Few things are different in looking at attack scenarios previously and the just-disclosed Russian-sponsored cyberattacks. The United States government has been experiencing similar nation-state attacks for more than a decade.
“The federal government is still issuing advisories to follow basic cybersecurity protocol and recommendations, such as using strong, unique passwords. The government is making those recommendations because the Defense Industrial Base is not doing the basics of cybersecurity, which Russia and China have identified and taken the opportunity to exploit time and time again,” explained Noonan.
One of the biggest issues is that federal contractors self-certify their cybersecurity posture to the federal government. That is much like letting businesses audit their own tax returns, he added.
“Another frustrating factor is that we are still seeing basic attack methods being deployed such as spear phishing and exploiting unpatched systems with known vulnerabilities,” he said.
Stolen Digital Loot Deleterious
Many contract awards and descriptions are publicly accessible. But program developments and internal company communications remain sensitive. Cyber looters got that and more.

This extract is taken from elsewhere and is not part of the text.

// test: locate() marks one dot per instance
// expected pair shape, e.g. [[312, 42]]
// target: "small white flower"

Unclassified emails among employees or with government customers often contain proprietary details about technological and scientific research. They also contain program updates and funding statuses.
The acquired information provided actor states with significant insight into U.S. weapons platforms’ development and deployment timelines. The data thefts also included vehicle specifications and plans for communications infrastructure and information technology.
Access to proprietary internal documents and email communications gives adversaries the potential ability to adjust their own military plans and priorities. It also may hasten technological development efforts, inform foreign policymakers of U.S. intentions, and target potential sources for recruitment, according to the cybersecurity alert.
Given the sensitivity of information widely available on unclassified CDC networks, the FBI, NSA, and CISA anticipate that Russian state-sponsored cyber actors will continue to target CDCs for U.S. defense information in the near future.
Government Enforcement Inadequate
Federal contractors at least should simply achieve the mandatory cybersecurity minimums that are required of them today. But those minimums are not audited or enforced by the government, according to Noonan.
“Our Defense Industrial Base would be more secure overnight. The government has largely gotten it right in selecting the requirements. They just have not enforced them,” he offered.
So the government sets the speed limit at an appropriate level. The problem is that no one is out there with a radar gun pulling anybody over for speeding, he said of the lack of security enforcement.
In addition, the government should quickly prepare the entire supply chain to better defend against these attacks by making cybersecurity a barrier to revenue, Noonan suggested.
The government must audit federal contractors to the National Institute of Standards and Technology (NIST) cybersecurity standards and withhold contracts until they comply with mandatory cybersecurity minimums.
“Revenue drives behavior, and the U.S. government can use it as an incentive to solve this problem,” he urged.
Lurking Risk Appears Next
Many things get blanketed under the term national security to give them importance, but the kind of intellectual property that we are talking about here really does deserve that designation, Noonan maintained. Imagine if the weapons system that taxpayers have spent billions developing does not work when they need it to.
Some of this information might be considered mundane. But when it is put together, the adversary could potentially map the entirety of a specific supply chain, knowing who the critical suppliers are and where best to cause disruption.
“The use cases are endless, but we know all of this. So how is it that in the wake of SolarWinds and these Russian attacks we still do not have mandatory minimum cybersecurity requirements for all federal contractors?” he asked critically.